Imaging features: 2D central slices were created to include details about the structure shape, size, and imaging biomarkers in modelling. The central slice was defined as the CT slice with the highest number of tumour pixels on the z-axis. Each structure binary mask was overlaid on the CT image to select the pixel values of the central slice. The Hounsfield Units (HU) representing pixel values inside the structure were selected, while pixel values surrounding the structure were replaced by zeros.
Geometry features: Positional features were extracted to include details of the position of each volume. The coordinates of the centroid of the 3D volume were calculated and included as features. For each structure, the magnitude of the vectors connecting the centroid of the structure to the point (0, 0, 0) in the three-dimensional space were calculated. The directions over each axis (cosine angles) of the magnitude vector were also calculated. The index of the central slice over the z-axis was also included. Finally, the number of voxels representing the structure was included.
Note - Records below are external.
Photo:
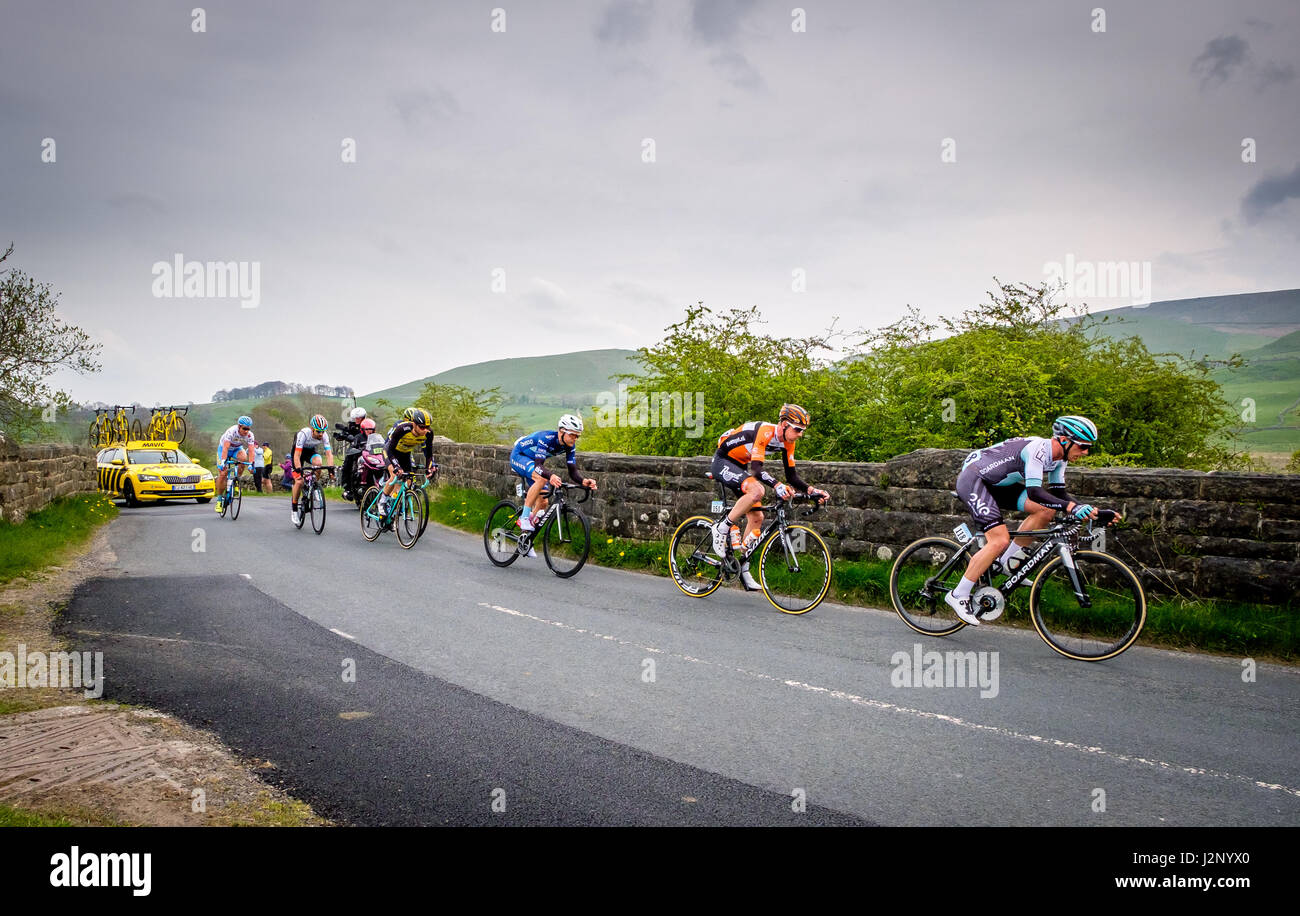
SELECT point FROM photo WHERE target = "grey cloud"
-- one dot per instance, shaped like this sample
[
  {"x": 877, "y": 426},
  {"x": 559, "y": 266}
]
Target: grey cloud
[
  {"x": 1268, "y": 192},
  {"x": 715, "y": 21},
  {"x": 1272, "y": 74},
  {"x": 1222, "y": 56},
  {"x": 737, "y": 70},
  {"x": 419, "y": 108},
  {"x": 625, "y": 22}
]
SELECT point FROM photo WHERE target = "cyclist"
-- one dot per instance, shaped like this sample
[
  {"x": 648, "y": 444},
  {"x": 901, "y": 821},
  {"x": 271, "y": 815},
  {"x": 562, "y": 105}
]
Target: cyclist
[
  {"x": 412, "y": 432},
  {"x": 235, "y": 443},
  {"x": 1010, "y": 476},
  {"x": 739, "y": 467},
  {"x": 531, "y": 452},
  {"x": 308, "y": 443}
]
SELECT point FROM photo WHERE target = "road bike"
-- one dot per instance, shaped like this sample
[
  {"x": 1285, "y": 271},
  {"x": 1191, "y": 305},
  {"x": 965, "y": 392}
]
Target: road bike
[
  {"x": 564, "y": 532},
  {"x": 233, "y": 498},
  {"x": 165, "y": 422},
  {"x": 311, "y": 498},
  {"x": 793, "y": 560},
  {"x": 1084, "y": 603},
  {"x": 407, "y": 512}
]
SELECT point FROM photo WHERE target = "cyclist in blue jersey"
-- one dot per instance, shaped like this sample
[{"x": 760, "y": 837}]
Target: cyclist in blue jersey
[
  {"x": 1010, "y": 476},
  {"x": 531, "y": 452}
]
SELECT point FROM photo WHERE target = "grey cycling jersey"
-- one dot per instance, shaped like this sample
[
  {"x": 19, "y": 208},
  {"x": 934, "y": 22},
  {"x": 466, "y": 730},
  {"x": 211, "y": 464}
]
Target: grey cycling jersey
[{"x": 1018, "y": 463}]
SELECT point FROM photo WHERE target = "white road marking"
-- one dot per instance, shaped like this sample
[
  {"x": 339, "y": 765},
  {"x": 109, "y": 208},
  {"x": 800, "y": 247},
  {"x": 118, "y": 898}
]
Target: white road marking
[{"x": 908, "y": 711}]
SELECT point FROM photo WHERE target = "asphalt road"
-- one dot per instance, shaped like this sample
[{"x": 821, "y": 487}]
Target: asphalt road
[{"x": 612, "y": 698}]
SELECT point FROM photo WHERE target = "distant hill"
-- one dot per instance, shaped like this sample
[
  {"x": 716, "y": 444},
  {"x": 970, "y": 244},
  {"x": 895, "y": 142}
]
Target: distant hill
[{"x": 1213, "y": 326}]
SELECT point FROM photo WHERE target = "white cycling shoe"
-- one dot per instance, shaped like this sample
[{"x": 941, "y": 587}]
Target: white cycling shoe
[{"x": 962, "y": 607}]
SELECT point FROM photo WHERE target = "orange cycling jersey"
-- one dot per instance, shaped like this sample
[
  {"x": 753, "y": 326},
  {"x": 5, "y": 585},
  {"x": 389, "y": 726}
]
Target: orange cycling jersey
[{"x": 753, "y": 442}]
In total, nine positional and volumetric features were used: x, y, and z coordinates of the centroid; cosine angles on each dimension of the magnitude vector connecting (0, 0, 0) to the centroid; magnitude; number of voxels; index.
Dosimetry features: A total of 10 dosimetry features were calculated for each structure: minimum dose, median dose, mean dose, maximum dose, V%20.0, V%10.0, V%5.0, V%95.0, V%105.0, V%110.0, and D50.0, where Vx is the dose received by x% of the volume and Dy is the volume receiving at least y% of the prescription dose.
3.3. Datasets Generation and Pre-Processing
Five datasets were created from the original cohort; the first four represented different subsets of volumes and the last one represented the whole list of volumes. The categories of the classes used in each study are summarised in
Table 2 (further details in
Supplementary Materials S1). The first dataset represents a case study where OARs were targeted for standardisation. In other words, if methods have already been prepared to standardise all/some of the other categories (TV, nodes TV), there is no need to utilise a full model. With Dataset5, it was assumed that no subsets have been standardised and there is a need to identify any possible volume in the patient radiotherapy plan.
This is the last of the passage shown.